So Bernie Kerik is finally getting indicted. And now the Giuliani campaign really gets interesting. I have no doubt we'll be bringing you a lot more on this in the coming days. But there's just one point I want to flag now.
Rudy Giuliani's response to all the renewed controversy over Kerik has been to say that making Bernie Kerik police commissioner was just one mistake out of hundreds of thousands of good decisions. (Two, I guess, if you count the decision to try to make him Secretary of DHS.)
But look closely at how this line of reasoning matches up with the other key argument Rudy is making for his candidacy.
Rudy claims that his qualification for the presidency stems from his management of 9/11 and his experience having "the safety and security of the people of New York on my shoulders." I've noted more than a few times now that this is a rather grandiose conception of the mayoralty of any city. But the only sense in which it has any basis is that in New York (as in many cities) the mayor is in charge of and ultimately accountable for the police department. So who you choose to put in charge of the police department isn't just one of hundreds of thousands of decisions. It is both by simple logic and Rudy's own reasoning probably the most important decision you can make.

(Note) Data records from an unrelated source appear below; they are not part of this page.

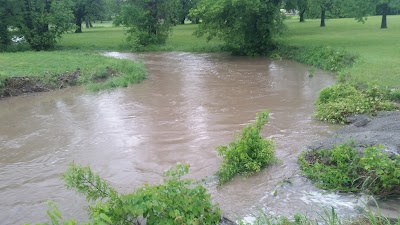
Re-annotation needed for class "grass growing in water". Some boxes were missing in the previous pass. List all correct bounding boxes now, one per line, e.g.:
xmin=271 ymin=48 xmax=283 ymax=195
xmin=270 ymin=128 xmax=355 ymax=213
xmin=298 ymin=142 xmax=400 ymax=198
xmin=29 ymin=163 xmax=221 ymax=225
xmin=240 ymin=205 xmax=400 ymax=225
xmin=216 ymin=112 xmax=276 ymax=185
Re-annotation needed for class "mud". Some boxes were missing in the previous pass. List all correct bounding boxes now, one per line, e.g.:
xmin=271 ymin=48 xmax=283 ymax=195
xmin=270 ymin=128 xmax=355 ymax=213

And what did Giuliani do? Let's set aside all of the Kerik run-of-mill corruption and the fact that he used a Battery Park apartment donated as a rest area for cops and rescue workers working at Ground Zero as his own personal love shack to boff Judith Regan and sundry other ladies of glamor and renown. Set all that fun stuff aside and realize that Rudy not only appointed a crooked, mobbed-up cop to be in charge of the NYPD. There is now abundant evidence that Rudy knew of Kerik's mob ties before appointing him.

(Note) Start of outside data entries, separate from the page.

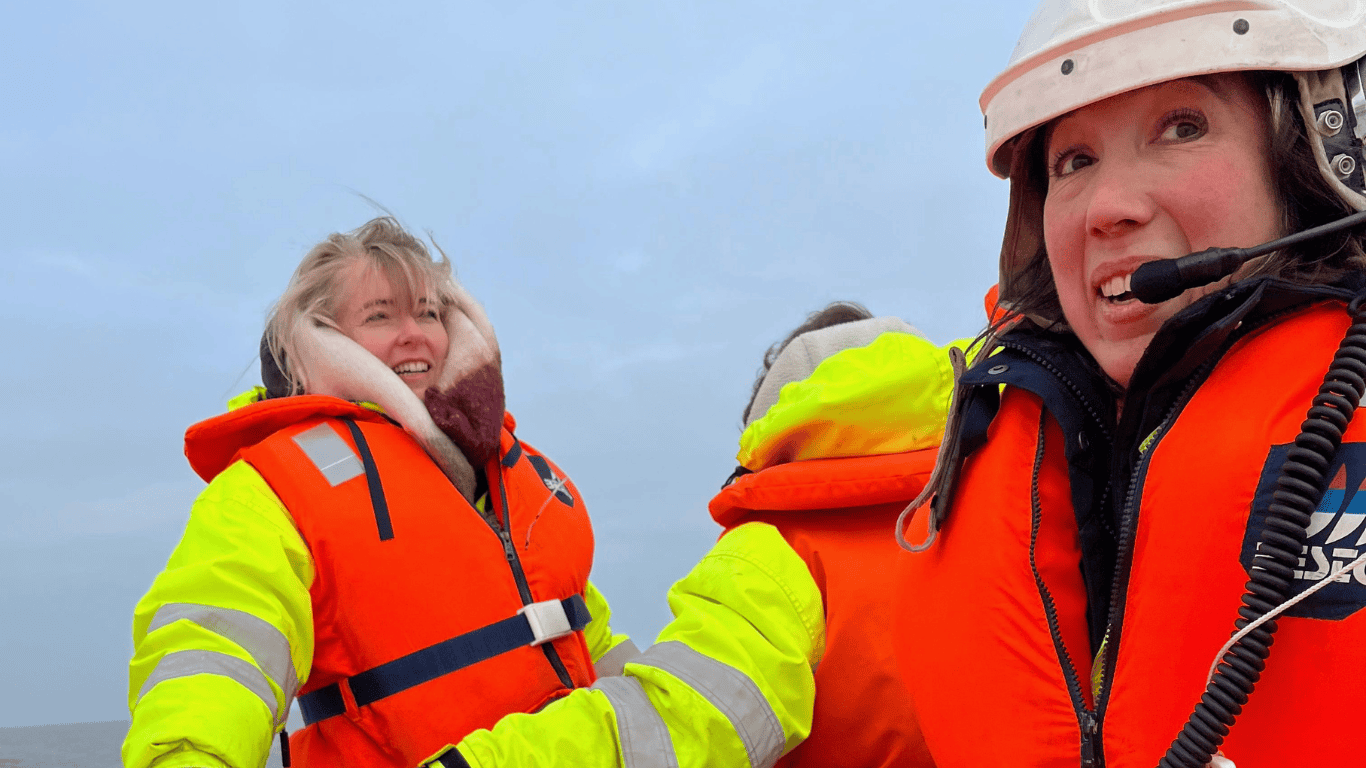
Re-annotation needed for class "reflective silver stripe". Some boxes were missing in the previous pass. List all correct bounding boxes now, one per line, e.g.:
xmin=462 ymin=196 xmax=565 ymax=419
xmin=636 ymin=641 xmax=784 ymax=768
xmin=138 ymin=649 xmax=282 ymax=724
xmin=594 ymin=638 xmax=643 ymax=678
xmin=591 ymin=676 xmax=679 ymax=768
xmin=292 ymin=423 xmax=363 ymax=486
xmin=149 ymin=603 xmax=299 ymax=702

Just boil it down and say it: when it came time to choose a police commissioner Rudy chose a crooked, mobbed up cop. And he was warned about it all in advance.
That isn't just one decision among hundreds of thousands. It's one of such recklessness, irresponsibility and even a hard-to-figure indifference to criminal conduct that, just on the terms upon which Rudy has asked voters to judge his candidacy, it should pretty much end his campaign in its tracks.